This afternoon I spent about an hour travelling to a regional art gallery which turned out to be closed on Mondays. My bad – I have access to the Internet, I should probably have thought to check the gallery’s opening hours as well as the train timetable. Oh well.
So my default day-off treat is to have fish and chips sitting on the foreshore wall watching the life of the river flow past me. There I was, sitting on the river wall munching on my fish and chips (and being utterly menaced by an extremely assertive seagull who wanted to share. He was actually slightly intimidating. He was like a small, feathery stand-over man), when an Australian darter bird emerged from the water with an enormous silver fish in his beak. Without the benefit of opposable thumbs, or even paws with which to manipulate his frantically wriggling lunch, the darter struggled to flip it to the right angle to be able to swallow it. This was further complicated by the fact that it was being dive-bombed by seven seagulls (I counted them) who felt very strongly that the darter should share, or better still, relinquish his fish to one of them.

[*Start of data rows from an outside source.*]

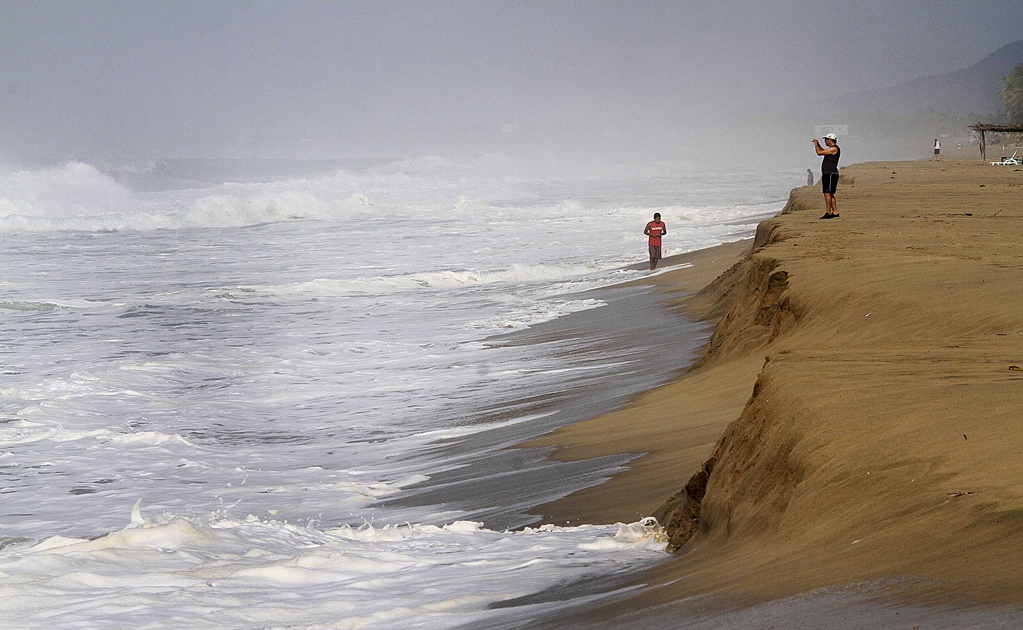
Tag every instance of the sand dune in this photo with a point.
(857, 412)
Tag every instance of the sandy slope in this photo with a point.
(855, 408)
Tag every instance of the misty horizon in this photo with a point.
(616, 81)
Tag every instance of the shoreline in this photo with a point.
(854, 412)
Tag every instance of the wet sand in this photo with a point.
(859, 409)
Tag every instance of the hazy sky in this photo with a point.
(332, 79)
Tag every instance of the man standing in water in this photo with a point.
(655, 229)
(829, 173)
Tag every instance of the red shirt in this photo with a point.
(655, 229)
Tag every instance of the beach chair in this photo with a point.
(1013, 160)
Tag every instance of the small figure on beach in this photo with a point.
(655, 229)
(829, 173)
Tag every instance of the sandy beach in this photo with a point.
(855, 418)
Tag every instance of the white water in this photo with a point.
(268, 365)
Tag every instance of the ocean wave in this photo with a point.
(219, 572)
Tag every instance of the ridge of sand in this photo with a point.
(855, 410)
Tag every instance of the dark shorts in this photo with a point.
(829, 182)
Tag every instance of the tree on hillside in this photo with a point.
(1012, 95)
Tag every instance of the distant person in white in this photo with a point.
(829, 173)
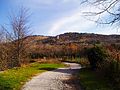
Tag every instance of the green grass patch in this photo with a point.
(90, 80)
(13, 79)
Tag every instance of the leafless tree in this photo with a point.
(110, 8)
(20, 28)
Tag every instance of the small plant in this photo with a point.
(95, 56)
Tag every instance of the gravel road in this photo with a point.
(59, 79)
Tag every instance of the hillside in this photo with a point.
(81, 38)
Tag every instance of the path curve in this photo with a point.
(54, 80)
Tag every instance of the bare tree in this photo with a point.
(20, 28)
(111, 8)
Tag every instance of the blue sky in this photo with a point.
(53, 17)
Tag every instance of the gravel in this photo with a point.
(59, 79)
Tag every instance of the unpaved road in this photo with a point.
(59, 79)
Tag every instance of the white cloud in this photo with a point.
(72, 23)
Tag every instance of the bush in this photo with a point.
(95, 56)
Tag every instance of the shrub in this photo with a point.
(95, 56)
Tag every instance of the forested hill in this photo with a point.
(86, 38)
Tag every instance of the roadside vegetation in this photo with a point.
(103, 73)
(13, 79)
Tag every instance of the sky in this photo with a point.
(53, 17)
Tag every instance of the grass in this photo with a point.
(90, 81)
(13, 79)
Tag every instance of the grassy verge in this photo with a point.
(90, 81)
(13, 79)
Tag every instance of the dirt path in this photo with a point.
(60, 79)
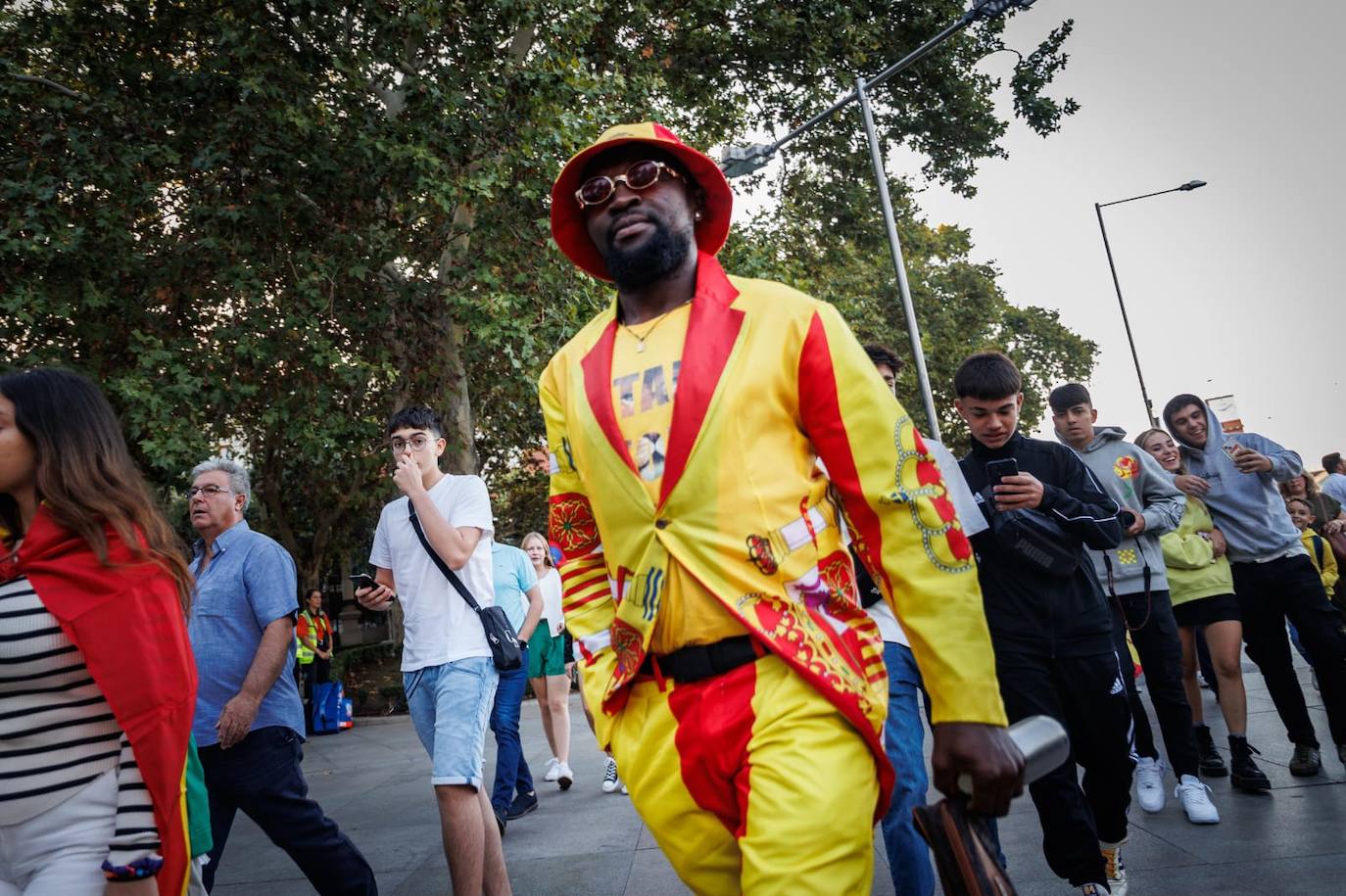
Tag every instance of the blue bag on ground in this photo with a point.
(327, 697)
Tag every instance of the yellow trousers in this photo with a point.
(751, 781)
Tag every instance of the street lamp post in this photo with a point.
(741, 161)
(1126, 322)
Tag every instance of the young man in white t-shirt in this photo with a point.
(447, 668)
(903, 732)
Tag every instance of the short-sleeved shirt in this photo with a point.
(513, 575)
(439, 627)
(248, 584)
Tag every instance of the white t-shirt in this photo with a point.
(969, 517)
(551, 587)
(439, 625)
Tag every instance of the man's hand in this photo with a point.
(376, 599)
(236, 719)
(409, 477)
(986, 755)
(1249, 460)
(1191, 485)
(1021, 492)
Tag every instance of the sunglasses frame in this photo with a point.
(662, 167)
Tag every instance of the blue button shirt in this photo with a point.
(513, 575)
(248, 584)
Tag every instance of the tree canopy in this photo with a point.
(265, 225)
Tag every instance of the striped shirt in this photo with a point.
(57, 732)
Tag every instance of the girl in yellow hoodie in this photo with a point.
(1201, 587)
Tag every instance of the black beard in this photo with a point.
(651, 259)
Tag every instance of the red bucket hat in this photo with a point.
(568, 218)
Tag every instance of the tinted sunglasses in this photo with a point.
(641, 175)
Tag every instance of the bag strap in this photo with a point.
(439, 561)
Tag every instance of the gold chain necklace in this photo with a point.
(640, 339)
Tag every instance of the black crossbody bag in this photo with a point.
(500, 634)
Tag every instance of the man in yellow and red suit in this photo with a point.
(707, 582)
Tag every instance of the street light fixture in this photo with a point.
(1126, 322)
(742, 161)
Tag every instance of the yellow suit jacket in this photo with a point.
(770, 382)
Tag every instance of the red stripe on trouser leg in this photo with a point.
(713, 727)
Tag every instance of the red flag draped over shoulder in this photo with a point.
(126, 622)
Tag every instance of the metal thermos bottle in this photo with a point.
(1043, 743)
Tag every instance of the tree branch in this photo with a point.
(49, 82)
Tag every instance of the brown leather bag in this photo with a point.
(963, 850)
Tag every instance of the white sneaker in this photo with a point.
(1115, 870)
(1150, 783)
(610, 779)
(1195, 801)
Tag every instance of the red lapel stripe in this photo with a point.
(711, 333)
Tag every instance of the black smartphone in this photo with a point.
(997, 470)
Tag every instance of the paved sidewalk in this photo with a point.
(374, 781)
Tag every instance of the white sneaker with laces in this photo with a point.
(1195, 801)
(610, 779)
(564, 777)
(1150, 783)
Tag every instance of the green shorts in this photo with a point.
(546, 654)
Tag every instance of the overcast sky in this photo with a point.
(1230, 288)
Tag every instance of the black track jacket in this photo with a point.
(1032, 611)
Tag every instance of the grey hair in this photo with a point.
(237, 475)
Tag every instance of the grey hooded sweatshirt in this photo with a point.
(1245, 506)
(1136, 482)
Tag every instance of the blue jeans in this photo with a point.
(903, 736)
(511, 774)
(260, 776)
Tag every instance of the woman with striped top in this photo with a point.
(97, 684)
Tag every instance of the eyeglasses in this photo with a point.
(414, 442)
(209, 492)
(643, 175)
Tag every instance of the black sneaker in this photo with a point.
(1245, 774)
(524, 803)
(1306, 762)
(1212, 763)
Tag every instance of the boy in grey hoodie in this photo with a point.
(1274, 576)
(1134, 580)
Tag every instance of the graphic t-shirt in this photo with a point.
(645, 373)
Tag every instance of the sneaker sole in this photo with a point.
(1251, 786)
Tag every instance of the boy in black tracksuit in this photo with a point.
(1053, 630)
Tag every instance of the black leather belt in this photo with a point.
(702, 661)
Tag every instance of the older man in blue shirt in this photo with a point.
(249, 717)
(515, 590)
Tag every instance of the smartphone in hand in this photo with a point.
(997, 470)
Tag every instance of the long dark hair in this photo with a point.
(85, 474)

Even once the darter had managed to swallow the fish (from my viewpoint I could see the large bulge in the bird’s usually slender neck), the seagulls continued to harass him (retribution?) until he was forced to duck under the dark water to escape.
While I was watching this drama unfold, I noticed that not one other human being stopped to notice this tiny daily miracle play out – even those walking along talking in loud voices about how beautiful and peaceful the view was.